Introducción
El milenio representa el cumplimiento visible de las promesas de Dios respecto a su reino en la tierra. Después de siglos de historia marcada por el pecado, este período inaugura una era donde Cristo gobierna directamente, estableciendo justicia, paz y orden en todos los aspectos de la vida humana.
Durante el milenio, el gobierno de Cristo no será simbólico ni espiritual únicamente, sino literal, visible y universal. Como se declara en Isaías 11, el Mesías gobernará con justicia perfecta, eliminando la corrupción y estableciendo un orden basado en la verdad absoluta. Este gobierno será ejercido desde Jerusalén, convirtiéndola en el centro espiritual y político del mundo.
Uno de los aspectos más significativos de este período es la restauración integral.

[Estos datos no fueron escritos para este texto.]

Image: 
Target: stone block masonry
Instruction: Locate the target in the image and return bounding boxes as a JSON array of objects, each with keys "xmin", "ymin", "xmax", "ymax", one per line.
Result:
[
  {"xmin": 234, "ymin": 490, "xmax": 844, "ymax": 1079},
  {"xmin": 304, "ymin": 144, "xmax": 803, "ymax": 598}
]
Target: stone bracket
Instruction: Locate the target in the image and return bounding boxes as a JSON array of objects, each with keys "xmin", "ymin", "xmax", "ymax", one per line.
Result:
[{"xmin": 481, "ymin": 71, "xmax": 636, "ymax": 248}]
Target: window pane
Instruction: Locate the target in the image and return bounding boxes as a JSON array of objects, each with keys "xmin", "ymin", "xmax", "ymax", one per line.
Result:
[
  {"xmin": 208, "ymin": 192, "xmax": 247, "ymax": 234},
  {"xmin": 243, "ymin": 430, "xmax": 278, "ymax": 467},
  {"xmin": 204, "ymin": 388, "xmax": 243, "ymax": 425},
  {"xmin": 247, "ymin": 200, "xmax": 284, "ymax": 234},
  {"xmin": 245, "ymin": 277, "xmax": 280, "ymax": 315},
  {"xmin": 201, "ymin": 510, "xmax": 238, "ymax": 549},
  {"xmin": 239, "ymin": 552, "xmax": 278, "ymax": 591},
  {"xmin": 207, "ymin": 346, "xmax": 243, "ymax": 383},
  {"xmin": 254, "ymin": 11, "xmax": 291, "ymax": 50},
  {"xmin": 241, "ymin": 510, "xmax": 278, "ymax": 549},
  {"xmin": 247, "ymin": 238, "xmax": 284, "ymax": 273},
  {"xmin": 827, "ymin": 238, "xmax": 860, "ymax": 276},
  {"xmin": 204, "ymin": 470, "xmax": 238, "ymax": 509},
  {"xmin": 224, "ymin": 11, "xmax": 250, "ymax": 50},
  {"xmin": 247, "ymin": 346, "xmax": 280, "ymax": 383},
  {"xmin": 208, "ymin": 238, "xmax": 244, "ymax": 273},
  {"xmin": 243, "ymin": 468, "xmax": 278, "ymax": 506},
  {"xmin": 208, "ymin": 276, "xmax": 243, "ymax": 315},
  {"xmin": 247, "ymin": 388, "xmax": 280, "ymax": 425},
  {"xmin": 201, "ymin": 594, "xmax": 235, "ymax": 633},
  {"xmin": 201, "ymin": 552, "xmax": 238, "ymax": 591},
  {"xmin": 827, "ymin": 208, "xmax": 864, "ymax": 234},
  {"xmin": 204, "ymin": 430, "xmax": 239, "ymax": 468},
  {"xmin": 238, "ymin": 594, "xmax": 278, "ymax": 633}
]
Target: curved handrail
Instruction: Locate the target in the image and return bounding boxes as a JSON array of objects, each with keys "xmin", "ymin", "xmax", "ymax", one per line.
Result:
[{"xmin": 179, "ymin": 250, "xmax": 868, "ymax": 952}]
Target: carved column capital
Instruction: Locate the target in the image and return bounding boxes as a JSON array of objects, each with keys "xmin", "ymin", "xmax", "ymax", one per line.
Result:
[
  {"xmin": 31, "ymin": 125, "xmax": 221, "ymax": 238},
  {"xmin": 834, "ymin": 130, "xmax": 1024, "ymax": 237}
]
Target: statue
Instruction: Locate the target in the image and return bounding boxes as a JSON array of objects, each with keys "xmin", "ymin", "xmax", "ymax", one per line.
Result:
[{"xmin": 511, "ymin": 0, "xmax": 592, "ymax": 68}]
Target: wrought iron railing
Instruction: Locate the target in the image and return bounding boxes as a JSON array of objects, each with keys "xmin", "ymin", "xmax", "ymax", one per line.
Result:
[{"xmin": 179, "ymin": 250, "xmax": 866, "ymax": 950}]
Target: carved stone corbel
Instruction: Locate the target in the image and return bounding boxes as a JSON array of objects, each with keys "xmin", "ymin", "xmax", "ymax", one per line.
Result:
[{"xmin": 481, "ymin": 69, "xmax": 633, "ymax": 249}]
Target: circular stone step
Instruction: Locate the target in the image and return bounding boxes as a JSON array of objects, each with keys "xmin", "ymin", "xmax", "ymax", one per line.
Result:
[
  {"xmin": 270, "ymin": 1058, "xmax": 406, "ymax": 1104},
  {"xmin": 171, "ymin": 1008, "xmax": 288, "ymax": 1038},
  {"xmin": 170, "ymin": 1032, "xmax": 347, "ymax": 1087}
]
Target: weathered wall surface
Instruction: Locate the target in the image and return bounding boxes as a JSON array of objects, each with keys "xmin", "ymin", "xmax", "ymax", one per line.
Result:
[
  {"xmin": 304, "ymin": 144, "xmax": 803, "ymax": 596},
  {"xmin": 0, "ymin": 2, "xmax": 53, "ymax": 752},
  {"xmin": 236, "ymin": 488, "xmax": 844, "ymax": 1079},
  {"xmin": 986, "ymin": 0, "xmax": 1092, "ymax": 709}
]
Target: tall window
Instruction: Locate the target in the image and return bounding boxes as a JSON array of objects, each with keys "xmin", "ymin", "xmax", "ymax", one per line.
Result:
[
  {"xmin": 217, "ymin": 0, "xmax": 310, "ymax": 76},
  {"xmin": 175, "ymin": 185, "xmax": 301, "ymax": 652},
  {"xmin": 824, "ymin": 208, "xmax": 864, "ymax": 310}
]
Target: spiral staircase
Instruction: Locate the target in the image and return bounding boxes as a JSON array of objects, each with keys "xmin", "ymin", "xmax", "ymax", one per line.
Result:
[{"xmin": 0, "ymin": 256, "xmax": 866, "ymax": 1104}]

Israel será reunido y restaurado como nación, las naciones vivirán en paz bajo un mismo gobierno, y la creación experimentará una transformación notable. La naturaleza, afectada por la maldición del pecado, responderá positivamente al gobierno divino, reflejando armonía y abundancia.
El milenio demuestra cómo sería el mundo si estuviera completamente sometido a la autoridad de Dios. Sin embargo, también revela una verdad profunda: aun en condiciones ideales, la obediencia del ser humano sigue siendo una decisión personal. Esto prepara el escenario para los eventos finales que conducirán al estado eterno.
Cada elemento del milenio —la justicia, la paz, la adoración y la comunión con Dios— apunta hacia una realidad aún más perfecta que se manifestará después. Así, el milenio es tanto cumplimiento como preparación dentro del plan eterno de Dios.